Потом быстро подошел к зеркалу, что почти никогда не делал. Долго и внимательно расчесывал бороду, перебирая и рассматривая волосы и все лицо, и отошел от зеркала нахмуренный. Он был высок, могуч, румян и кучеряв, но все широкое с острою монгольской скулой лицо, короткая окладистая борода, упрямый угловатый лоб, тонкий ястребиный нос и, наконец, веселые серо-зеленые глаза — асе это было такой смесью рас, племен и сословий, что стало стыдно за своих предков — кто они такие были: попы, цыгане, ссыльнокаторжные деньгоделы, разбойники с большой дороги или смесь благочестивых староверов с изнасилованными монголками?
— Но седина, оказывается, факт! — сказал он, снова всматриваясь в зеркало.
Действительно, седина оказалась не только в бороде и висках, но и в самой шевелюре. И лицо чуть оспой тронуло. Раньше это было невдомек.
Опять взглянул через окно в белую широкую волну степи, прищурился и высчитал: да, сорок стукнуло… Вот, черт возьми: так тут в степи и старость незаметно явится. Нет, дудки-с! надобно спешить.
Вбежавшая из столовой хорошенькая девочка перебила его мысли:
— Папочка! Иди чай пить!..
Иннокентий Викторович посмотрел на девочку особым, строго-пристальным взглядом и вспомнил юную хорошенькую Лизу. Лет пятнадцать назад на той самой фактории, где на днях увидел эту молодую, не дающую ему покоя, женщину, он впервые встретил свою невесту.
Будучи двадцатипятилетним степным полудикарем, он вдруг набрался храбрости и в один день не только объяснился ей в любви, но и влюбил ее в себя. А предложение сделал в тот самый момент, когда, усадив ее в сани, чтобы прокатить, завязывал у иноходца хвост. И вот пятнадцать лет степной, по-своему красивой, но по-своему и безобразно нудной жизни среди табунов скота и пастухов на вольной, но дикой и пустой равнине…
— Сейчас, Наташенька, иду… — сказал он, наконец, девочке, чтобы она ушла и дала ему додумать думу до конца.
Пятнадцать лет он был беспечным семьянином. Никаких историй, никаких кутежей не позволял себе, когда случалось бывать в ближайших городах (до больших, далеких не пришлось еще доехать). Ни на одну бабу, ни на девку не менял он своей жены. А вот теперь в голову лезут глупые, мальчишеские бредни… Но, неужели поздно, неужели не к лицу, если по-настоящему влюбился?
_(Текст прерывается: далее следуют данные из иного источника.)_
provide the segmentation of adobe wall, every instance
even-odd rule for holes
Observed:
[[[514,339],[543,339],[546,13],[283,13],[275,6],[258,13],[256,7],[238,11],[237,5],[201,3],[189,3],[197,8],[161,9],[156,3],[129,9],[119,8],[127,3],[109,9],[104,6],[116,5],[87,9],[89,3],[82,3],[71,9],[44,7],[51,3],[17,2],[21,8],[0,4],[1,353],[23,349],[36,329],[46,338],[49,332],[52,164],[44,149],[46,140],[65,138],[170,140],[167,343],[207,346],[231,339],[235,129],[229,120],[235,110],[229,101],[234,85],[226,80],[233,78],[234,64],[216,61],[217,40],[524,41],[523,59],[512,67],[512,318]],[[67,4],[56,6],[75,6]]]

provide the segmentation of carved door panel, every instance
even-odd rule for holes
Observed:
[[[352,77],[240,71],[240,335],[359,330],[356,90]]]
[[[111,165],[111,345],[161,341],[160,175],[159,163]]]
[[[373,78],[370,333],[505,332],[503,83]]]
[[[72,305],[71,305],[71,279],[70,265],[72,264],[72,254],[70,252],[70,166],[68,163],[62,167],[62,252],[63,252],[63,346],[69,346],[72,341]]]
Он тяжело прошелся по полу, хотел опять взглянуть на себя в зеркало, но удержался. Передернул плечами, крякнул:
— Неужели поздно?
В это время из двора со стороны кухни донесся в дом пронзительный крик Степаниды.
Барсуков быстро вышел на большой двор широко застроенной усадьбы и, увидев, что волчонок яростно терзает Степаниду, бросился на зверя прямо с судорожно стиснутыми голыми кулаками.
II
долгие зимние ночи, когда над неоглядной степной ширью стояла темно-голубая мгла мороза и когда тусклый полумесяц как-то неуверенно нырял в волнах посеребренных облаков — суровое молчание прятало в себе то грозное, и вместе с тем неведомо-таинственное и неумолимое величие, которое на людском наречии зовется смерть. Она смотрела со всех степных ширей, давила необъятностью небесной пустоты, сжимала мертвящим холодом всякую живую клеточку и превращала в лед, останавливала движение воды.
В такие ночи Иннокентий Викторович любил бродить по дворам своей усадьбы, слушать шумное дыхание многочисленных коров и лошадей, шутя пугал задремавших на своих постах дежурных пастухов, прислушивался к глухому гулу тысячеголовых табунов овец, которые от одного громкого кашля все вдруг вскакивали с теплых мест и широкою, пахучей волной переливались из конца в конец большого теплого сарая.
В особенности, он любил следить за поведением собак. Только ночью можно было изучать их доблесть и отвагу, трусость и подхалимство.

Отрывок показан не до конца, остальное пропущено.